Formerly seen as a pastime for your older relatives, this age-old hobby saw a resurgence during the lockdown and became a new fashionable and creative skill which could while away the hours of quarantining.
In 2020, the Guardian reported that there was a 140% increase in the number of people taking up crotchet. As someone who has always enjoyed sewing, knitting and more recently crochet, it comes as no surprise that these hobbies have made there come back as a well-loved pastime.

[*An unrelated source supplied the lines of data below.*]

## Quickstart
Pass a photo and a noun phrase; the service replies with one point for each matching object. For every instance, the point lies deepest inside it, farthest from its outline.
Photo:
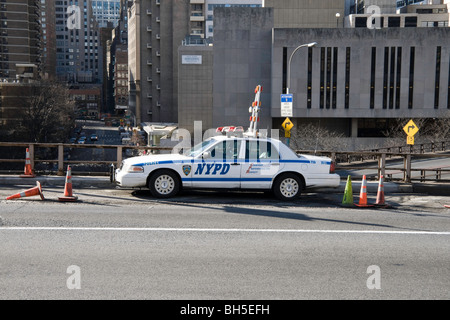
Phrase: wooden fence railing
(403, 166)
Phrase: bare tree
(47, 113)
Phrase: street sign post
(286, 105)
(287, 126)
(411, 130)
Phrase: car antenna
(254, 110)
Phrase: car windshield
(199, 148)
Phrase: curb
(82, 182)
(103, 182)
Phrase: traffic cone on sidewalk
(28, 172)
(347, 201)
(380, 195)
(363, 195)
(68, 195)
(29, 193)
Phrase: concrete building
(79, 52)
(20, 36)
(155, 30)
(106, 12)
(423, 15)
(307, 14)
(355, 81)
(210, 5)
(48, 36)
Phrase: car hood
(155, 159)
(315, 158)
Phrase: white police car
(223, 162)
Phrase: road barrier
(393, 166)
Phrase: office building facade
(355, 81)
(20, 36)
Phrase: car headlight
(137, 169)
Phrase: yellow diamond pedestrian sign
(287, 124)
(411, 129)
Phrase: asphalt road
(119, 244)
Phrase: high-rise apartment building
(106, 12)
(155, 30)
(307, 14)
(210, 5)
(78, 53)
(48, 36)
(20, 36)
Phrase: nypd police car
(225, 162)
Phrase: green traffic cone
(348, 194)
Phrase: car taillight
(332, 167)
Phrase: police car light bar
(254, 110)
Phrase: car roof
(224, 137)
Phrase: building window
(360, 22)
(412, 60)
(335, 59)
(438, 77)
(284, 84)
(394, 22)
(399, 78)
(309, 89)
(322, 78)
(385, 77)
(328, 77)
(347, 77)
(448, 90)
(410, 22)
(372, 77)
(392, 79)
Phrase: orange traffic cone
(29, 193)
(68, 196)
(363, 195)
(28, 172)
(380, 196)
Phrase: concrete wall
(242, 61)
(307, 13)
(195, 86)
(361, 41)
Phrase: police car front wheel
(288, 187)
(164, 184)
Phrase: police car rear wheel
(164, 184)
(288, 187)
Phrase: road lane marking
(440, 233)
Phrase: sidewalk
(103, 182)
(81, 182)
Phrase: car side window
(261, 150)
(226, 150)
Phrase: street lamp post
(309, 45)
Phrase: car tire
(288, 187)
(164, 184)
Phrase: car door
(220, 168)
(262, 163)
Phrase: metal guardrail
(378, 162)
(354, 160)
(61, 162)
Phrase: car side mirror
(206, 155)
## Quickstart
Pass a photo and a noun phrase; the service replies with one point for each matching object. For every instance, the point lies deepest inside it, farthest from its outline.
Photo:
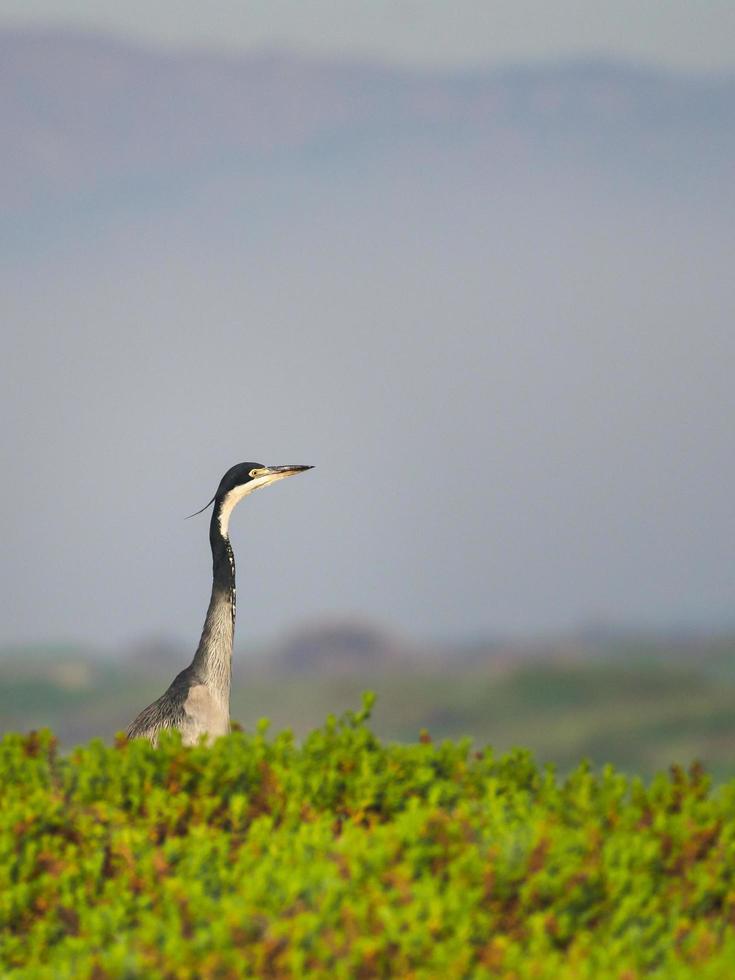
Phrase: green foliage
(346, 857)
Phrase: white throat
(234, 497)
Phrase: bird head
(241, 480)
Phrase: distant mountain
(89, 119)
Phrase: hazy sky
(509, 355)
(683, 33)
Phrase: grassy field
(637, 706)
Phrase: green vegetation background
(640, 704)
(345, 856)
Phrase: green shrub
(346, 857)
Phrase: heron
(197, 702)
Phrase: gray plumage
(197, 702)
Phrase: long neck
(213, 659)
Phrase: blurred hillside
(494, 308)
(641, 702)
(91, 122)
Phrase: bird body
(197, 702)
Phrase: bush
(345, 857)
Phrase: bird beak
(271, 473)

Crafting provided something new for people to explore
There is something very technical about these skills which at the same time seems almost mindless as muscle memory guides the needle and hook in and out. Whilst this mindless, or should I say mindful, crafting continues you look down and suddenly are greeted with the satisfaction of a tangible product left in front of you.
Throughout the first lockdown, it very much felt like the world was standing still, but crafting provided something new for people to explore and adopt a ‘give it a go’ attitude which eventually meant they were able to create a product they loved.
For many years these knitted, and crotchet products were seen as something which you would make and never wear, but modern crochet patterns have come straight into fashion. There was a huge boom on Tik Tok of stitchers displaying their trendy rainbow jumpers and other crochet creations, with one user commenting that ‘I love that the crochet community is a safe place for everyone.’
At the crux of this craze is mental health and wellbeing
Many famous faces have been even donning such creations. Tom Daley went viral during the 2020 Tokyo Games for taking his crotchet to the poolside whilst he created his, now famous, Tokyo 2020 Cardigan.
When later asked about his yarn obsession Daley commented that ‘It’s part of my mindfulness routine, a way of escaping from everything for a while’ . The connection between mindfulness, knitting and crocheting is something that has played a big part in the rise of the hobby. When 8000 people who crotchet and knit were surveyed by the University of Wollongong ‘90% of people reported feeling calmer thanks to crocheting’ and ‘80% also reported feelings of increased happiness’.
So, whilst this new craze has become trendy in the fashionable sense, at the crux of this craze is mental health and wellbeing. In a year when connection, progression and creation have felt far from anyone’s grasp, with a needle, hook and wool, one stitch at a time crafters all around the world have been able to create their own sense of achievement in the newly blossoming crotchet and knitting community.